Now, with a deal announced late last year, AltMed enters another partnership — one with a lot more vetting and a lot more potential than the one from Arizona in 2014. This one is a merger with Chicago-based Verano, which operates a cannabis business in 14 states with 1,600 employees, 46 retail locations and eight production facilities, according to Bloomberg News.

Verano — like AltMed, founded in 2014 — estimates it did about $380 million in revenue in 2020, Bloomberg reports, citing an investor presentation. Financial terms of the Verano-AltMed merger, which includes Plants of Ruskin and affiliated companies, weren’t disclosed. The combined company, which will keep the Verano name, creates one of the three largest cannabis companies nationwide. Plans are in the works for the company to go public as well, under a reverse takeover with a Canadian company.

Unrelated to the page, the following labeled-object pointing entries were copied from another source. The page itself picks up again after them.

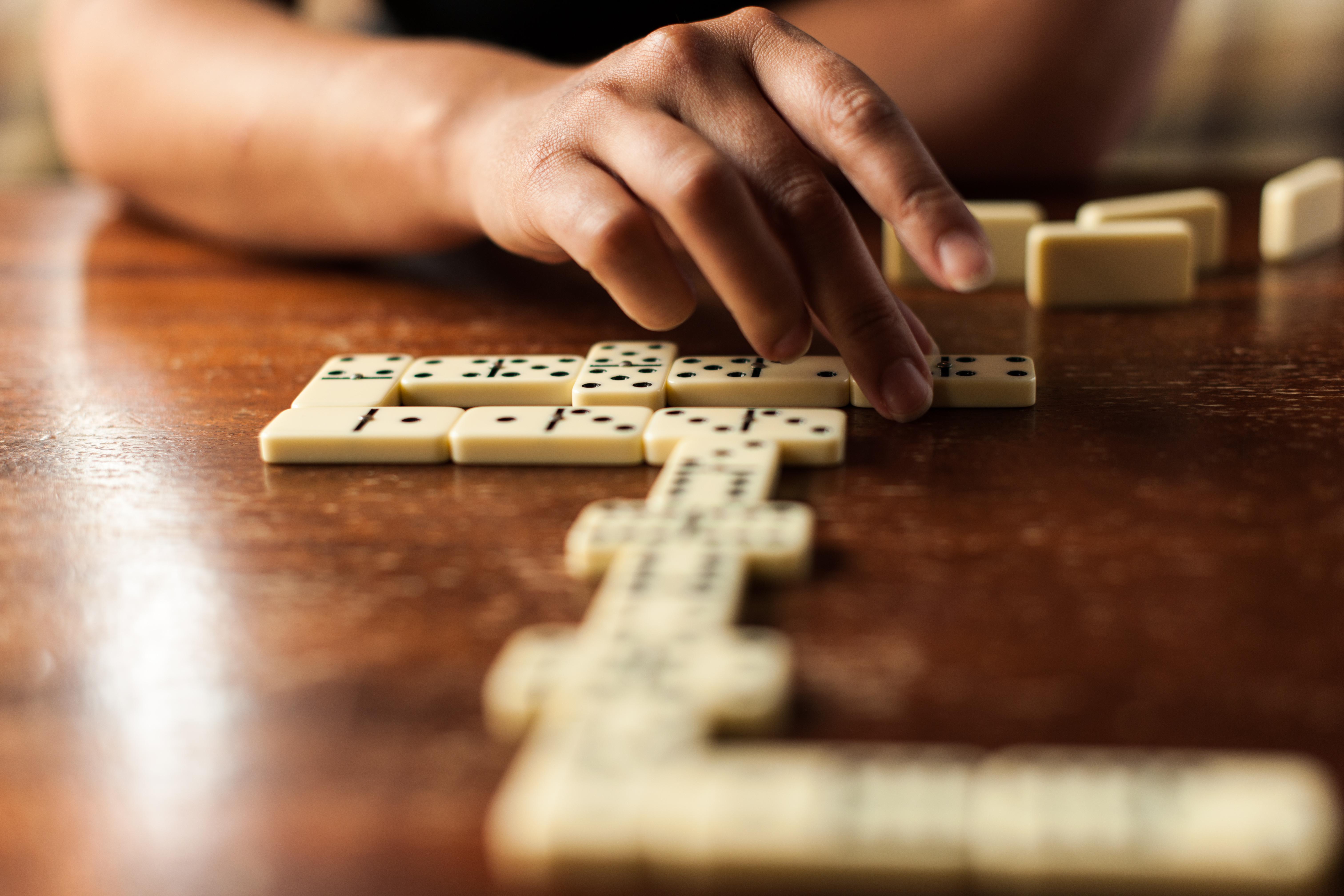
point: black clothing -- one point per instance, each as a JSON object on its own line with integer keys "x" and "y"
{"x": 546, "y": 29}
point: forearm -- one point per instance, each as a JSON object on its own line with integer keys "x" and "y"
{"x": 1003, "y": 88}
{"x": 229, "y": 117}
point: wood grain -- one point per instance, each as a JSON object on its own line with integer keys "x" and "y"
{"x": 221, "y": 678}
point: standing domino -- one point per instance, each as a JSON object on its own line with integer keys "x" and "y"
{"x": 472, "y": 381}
{"x": 976, "y": 381}
{"x": 1006, "y": 226}
{"x": 626, "y": 374}
{"x": 1203, "y": 210}
{"x": 807, "y": 437}
{"x": 1303, "y": 212}
{"x": 550, "y": 436}
{"x": 1136, "y": 262}
{"x": 355, "y": 381}
{"x": 359, "y": 436}
{"x": 726, "y": 381}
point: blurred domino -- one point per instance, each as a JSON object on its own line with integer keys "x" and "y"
{"x": 359, "y": 436}
{"x": 355, "y": 381}
{"x": 737, "y": 381}
{"x": 1004, "y": 224}
{"x": 976, "y": 381}
{"x": 807, "y": 437}
{"x": 1128, "y": 820}
{"x": 626, "y": 374}
{"x": 521, "y": 676}
{"x": 472, "y": 381}
{"x": 818, "y": 819}
{"x": 775, "y": 538}
{"x": 550, "y": 436}
{"x": 1127, "y": 264}
{"x": 1203, "y": 210}
{"x": 717, "y": 472}
{"x": 1303, "y": 212}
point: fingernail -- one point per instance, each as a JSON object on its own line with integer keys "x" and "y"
{"x": 966, "y": 262}
{"x": 795, "y": 343}
{"x": 906, "y": 392}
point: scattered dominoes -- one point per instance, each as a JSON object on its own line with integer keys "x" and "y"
{"x": 355, "y": 381}
{"x": 1006, "y": 226}
{"x": 976, "y": 381}
{"x": 466, "y": 381}
{"x": 1203, "y": 210}
{"x": 359, "y": 436}
{"x": 626, "y": 374}
{"x": 618, "y": 778}
{"x": 1303, "y": 212}
{"x": 730, "y": 381}
{"x": 775, "y": 538}
{"x": 716, "y": 472}
{"x": 807, "y": 437}
{"x": 558, "y": 434}
{"x": 1123, "y": 264}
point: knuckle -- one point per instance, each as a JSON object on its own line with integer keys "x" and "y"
{"x": 806, "y": 195}
{"x": 874, "y": 316}
{"x": 608, "y": 236}
{"x": 857, "y": 111}
{"x": 701, "y": 182}
{"x": 927, "y": 201}
{"x": 544, "y": 163}
{"x": 678, "y": 49}
{"x": 757, "y": 18}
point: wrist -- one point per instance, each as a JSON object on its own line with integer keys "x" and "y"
{"x": 466, "y": 128}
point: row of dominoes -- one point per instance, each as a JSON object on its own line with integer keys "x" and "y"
{"x": 1144, "y": 250}
{"x": 647, "y": 375}
{"x": 530, "y": 434}
{"x": 503, "y": 421}
{"x": 619, "y": 781}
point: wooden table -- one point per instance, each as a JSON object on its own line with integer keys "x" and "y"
{"x": 228, "y": 679}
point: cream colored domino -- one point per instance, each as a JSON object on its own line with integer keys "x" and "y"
{"x": 1138, "y": 262}
{"x": 626, "y": 374}
{"x": 521, "y": 678}
{"x": 717, "y": 471}
{"x": 807, "y": 437}
{"x": 776, "y": 536}
{"x": 1123, "y": 819}
{"x": 668, "y": 589}
{"x": 568, "y": 813}
{"x": 857, "y": 396}
{"x": 740, "y": 381}
{"x": 1203, "y": 210}
{"x": 355, "y": 381}
{"x": 550, "y": 436}
{"x": 1303, "y": 212}
{"x": 474, "y": 381}
{"x": 976, "y": 381}
{"x": 1006, "y": 226}
{"x": 983, "y": 381}
{"x": 826, "y": 819}
{"x": 718, "y": 680}
{"x": 359, "y": 436}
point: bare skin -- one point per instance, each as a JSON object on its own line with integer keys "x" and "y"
{"x": 710, "y": 138}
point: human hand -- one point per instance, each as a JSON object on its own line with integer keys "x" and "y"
{"x": 718, "y": 134}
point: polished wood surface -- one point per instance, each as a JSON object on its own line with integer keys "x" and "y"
{"x": 228, "y": 679}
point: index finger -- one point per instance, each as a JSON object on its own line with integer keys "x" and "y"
{"x": 847, "y": 120}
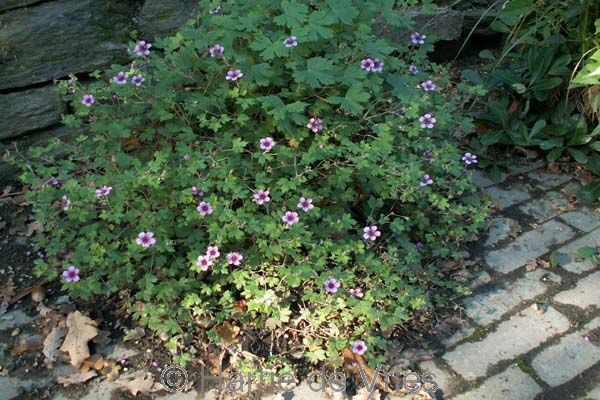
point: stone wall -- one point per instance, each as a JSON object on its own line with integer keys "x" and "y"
{"x": 41, "y": 41}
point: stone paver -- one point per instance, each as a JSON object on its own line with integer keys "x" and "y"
{"x": 568, "y": 358}
{"x": 500, "y": 229}
{"x": 512, "y": 384}
{"x": 584, "y": 219}
{"x": 546, "y": 207}
{"x": 529, "y": 246}
{"x": 568, "y": 254}
{"x": 584, "y": 294}
{"x": 547, "y": 180}
{"x": 513, "y": 337}
{"x": 490, "y": 306}
{"x": 508, "y": 197}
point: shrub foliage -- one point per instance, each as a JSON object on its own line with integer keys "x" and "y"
{"x": 366, "y": 195}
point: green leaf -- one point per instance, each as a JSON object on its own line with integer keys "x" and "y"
{"x": 294, "y": 14}
{"x": 343, "y": 10}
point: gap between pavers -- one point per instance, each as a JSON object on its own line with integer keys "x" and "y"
{"x": 568, "y": 358}
{"x": 516, "y": 336}
{"x": 529, "y": 246}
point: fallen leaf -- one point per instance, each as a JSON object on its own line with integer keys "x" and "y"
{"x": 52, "y": 344}
{"x": 142, "y": 384}
{"x": 81, "y": 330}
{"x": 228, "y": 332}
{"x": 76, "y": 378}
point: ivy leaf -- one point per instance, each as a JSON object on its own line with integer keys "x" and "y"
{"x": 319, "y": 71}
{"x": 353, "y": 99}
{"x": 343, "y": 10}
{"x": 294, "y": 14}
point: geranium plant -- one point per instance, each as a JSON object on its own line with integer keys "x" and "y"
{"x": 279, "y": 167}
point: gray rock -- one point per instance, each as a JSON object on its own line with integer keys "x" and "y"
{"x": 160, "y": 18}
{"x": 29, "y": 110}
{"x": 57, "y": 38}
{"x": 11, "y": 4}
{"x": 444, "y": 24}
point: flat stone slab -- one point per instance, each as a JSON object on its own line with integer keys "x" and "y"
{"x": 584, "y": 294}
{"x": 500, "y": 229}
{"x": 544, "y": 208}
{"x": 584, "y": 219}
{"x": 518, "y": 335}
{"x": 571, "y": 356}
{"x": 512, "y": 384}
{"x": 568, "y": 258}
{"x": 529, "y": 246}
{"x": 547, "y": 180}
{"x": 56, "y": 38}
{"x": 491, "y": 306}
{"x": 29, "y": 110}
{"x": 517, "y": 193}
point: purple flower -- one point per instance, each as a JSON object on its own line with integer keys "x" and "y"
{"x": 315, "y": 125}
{"x": 71, "y": 274}
{"x": 196, "y": 191}
{"x": 216, "y": 50}
{"x": 426, "y": 181}
{"x": 146, "y": 239}
{"x": 234, "y": 258}
{"x": 367, "y": 64}
{"x": 65, "y": 203}
{"x": 234, "y": 75}
{"x": 418, "y": 38}
{"x": 359, "y": 347}
{"x": 204, "y": 262}
{"x": 377, "y": 65}
{"x": 371, "y": 232}
{"x": 290, "y": 42}
{"x": 121, "y": 78}
{"x": 103, "y": 191}
{"x": 305, "y": 204}
{"x": 290, "y": 217}
{"x": 213, "y": 252}
{"x": 428, "y": 156}
{"x": 267, "y": 144}
{"x": 428, "y": 86}
{"x": 262, "y": 196}
{"x": 469, "y": 158}
{"x": 427, "y": 121}
{"x": 204, "y": 208}
{"x": 331, "y": 285}
{"x": 88, "y": 100}
{"x": 142, "y": 48}
{"x": 137, "y": 80}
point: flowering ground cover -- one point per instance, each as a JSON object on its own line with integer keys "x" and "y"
{"x": 277, "y": 186}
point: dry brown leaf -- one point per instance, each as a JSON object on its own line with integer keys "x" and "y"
{"x": 228, "y": 333}
{"x": 81, "y": 330}
{"x": 76, "y": 378}
{"x": 51, "y": 345}
{"x": 6, "y": 294}
{"x": 142, "y": 384}
{"x": 94, "y": 362}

Smullen, named to the Verano board, says the merger and going public is the culmination of a wild, six-year ride. “Our goal was always to become the best medical cannabis company in Florida,” says Smullen, in the pharmaceutical industry before AltMed. “But this certainly has not been easy. There was a lot of times we could’ve just said we’re going to pack it in and retire.”

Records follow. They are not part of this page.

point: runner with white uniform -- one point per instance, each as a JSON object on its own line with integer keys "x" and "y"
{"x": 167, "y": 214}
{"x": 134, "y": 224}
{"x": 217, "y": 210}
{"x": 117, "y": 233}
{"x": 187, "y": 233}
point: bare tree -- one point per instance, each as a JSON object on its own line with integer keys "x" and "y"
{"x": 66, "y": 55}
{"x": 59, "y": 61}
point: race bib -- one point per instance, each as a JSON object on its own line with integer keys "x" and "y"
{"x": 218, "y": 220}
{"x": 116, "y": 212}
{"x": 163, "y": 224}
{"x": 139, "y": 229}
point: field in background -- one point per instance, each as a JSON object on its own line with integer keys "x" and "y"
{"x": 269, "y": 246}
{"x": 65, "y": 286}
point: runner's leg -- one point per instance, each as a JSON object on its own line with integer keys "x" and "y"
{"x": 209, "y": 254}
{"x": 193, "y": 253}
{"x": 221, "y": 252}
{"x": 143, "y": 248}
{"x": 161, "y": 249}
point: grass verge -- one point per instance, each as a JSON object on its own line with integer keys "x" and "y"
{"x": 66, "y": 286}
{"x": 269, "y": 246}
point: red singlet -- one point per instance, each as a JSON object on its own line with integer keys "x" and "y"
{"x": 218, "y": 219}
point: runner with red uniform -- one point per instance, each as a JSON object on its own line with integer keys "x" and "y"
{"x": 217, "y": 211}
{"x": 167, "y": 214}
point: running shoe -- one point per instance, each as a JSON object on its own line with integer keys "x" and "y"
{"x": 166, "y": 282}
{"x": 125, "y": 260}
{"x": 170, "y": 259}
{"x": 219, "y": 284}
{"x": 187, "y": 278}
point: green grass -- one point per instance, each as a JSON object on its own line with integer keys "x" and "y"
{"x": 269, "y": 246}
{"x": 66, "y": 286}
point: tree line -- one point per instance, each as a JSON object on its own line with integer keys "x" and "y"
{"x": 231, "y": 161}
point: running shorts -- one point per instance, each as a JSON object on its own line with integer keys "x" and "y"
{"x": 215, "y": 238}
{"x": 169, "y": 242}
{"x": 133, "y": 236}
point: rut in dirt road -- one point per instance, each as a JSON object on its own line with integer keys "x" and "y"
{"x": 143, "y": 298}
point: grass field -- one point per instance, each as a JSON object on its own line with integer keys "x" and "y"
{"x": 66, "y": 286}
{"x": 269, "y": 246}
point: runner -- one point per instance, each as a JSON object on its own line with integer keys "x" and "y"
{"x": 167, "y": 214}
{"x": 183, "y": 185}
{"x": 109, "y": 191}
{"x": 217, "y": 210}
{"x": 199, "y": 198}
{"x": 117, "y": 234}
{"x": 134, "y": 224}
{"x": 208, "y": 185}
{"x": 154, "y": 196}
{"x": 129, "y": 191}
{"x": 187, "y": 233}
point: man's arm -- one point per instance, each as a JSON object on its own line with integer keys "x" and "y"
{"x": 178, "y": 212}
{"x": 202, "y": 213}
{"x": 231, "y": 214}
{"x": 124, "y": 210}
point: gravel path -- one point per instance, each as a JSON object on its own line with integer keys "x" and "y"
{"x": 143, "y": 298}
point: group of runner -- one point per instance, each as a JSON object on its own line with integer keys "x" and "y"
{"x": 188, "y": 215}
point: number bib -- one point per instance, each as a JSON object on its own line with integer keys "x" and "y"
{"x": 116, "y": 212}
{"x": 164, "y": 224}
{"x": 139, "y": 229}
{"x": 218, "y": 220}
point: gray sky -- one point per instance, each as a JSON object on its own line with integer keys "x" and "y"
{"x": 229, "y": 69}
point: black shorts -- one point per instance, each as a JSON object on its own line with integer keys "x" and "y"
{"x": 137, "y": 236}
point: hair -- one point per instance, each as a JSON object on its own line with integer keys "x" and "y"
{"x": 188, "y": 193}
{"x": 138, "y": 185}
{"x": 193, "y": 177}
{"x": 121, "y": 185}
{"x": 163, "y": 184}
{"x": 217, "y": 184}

Courtesy. Todd Beckwith with AltMed examines plants at the company’s facility in Hillsborough County.
Courtesy. Todd Beckwith with AltMed examines plants at the company’s facility in Hillsborough County.

Smullen and Tipton say AltMed’s success goes back to several key decisions. “Anytime you build a company, you will always find yourselves at a crossroads,” Smullen says. “And when you do, you have to make the right choices.”

Three of the biggest crossroads for AltMed include:

  • When the medical marijuana amendment failed in Florida in 2014, AltMed’s leadership kept going — but in Arizona. It kept the headquarters in Sarasota but built a $10 million state-of-the-art facility in the Grand Canyon State, as both a testing ground for Florida and to begin building its brand. “We decided to press on,” Smullen says. “That was a critical decision for us.”
  • Critical, but risky. When a medical marijuana amendment passed in Florida in 2016, the company, with a focus out west, was No. 38 on the list to get a license. State officials planned to approve far fewer licensees. “It looked like we were going to have a difficult road,” Smullen says.
  • That led AltMed to Plants of Ruskin, which the Dickman family had operated for generations. The Plants of Ruskin partnership, Tipton and Smullen say, provided an avenue to a license — in addition to top-tier products.

The success from 2014 to 2020 led to a fourth crossroads: finding a partner — particularly one with the matching experience and high ethics — to expand with nationally. The company had several suitors, Smullen says, but nothing fit. Then some preliminary conversations with Verano officials led AltMed to a courtship and deeper talks with the Chicago executives, to now what it believes is the just right match. “We wanted to find somebody with the same philosophies we had and that was pretty difficult to find,” says Tipton, who will be president at Verano. “We had seen most of the players. We thought maybe we’d end up doing this on our own.”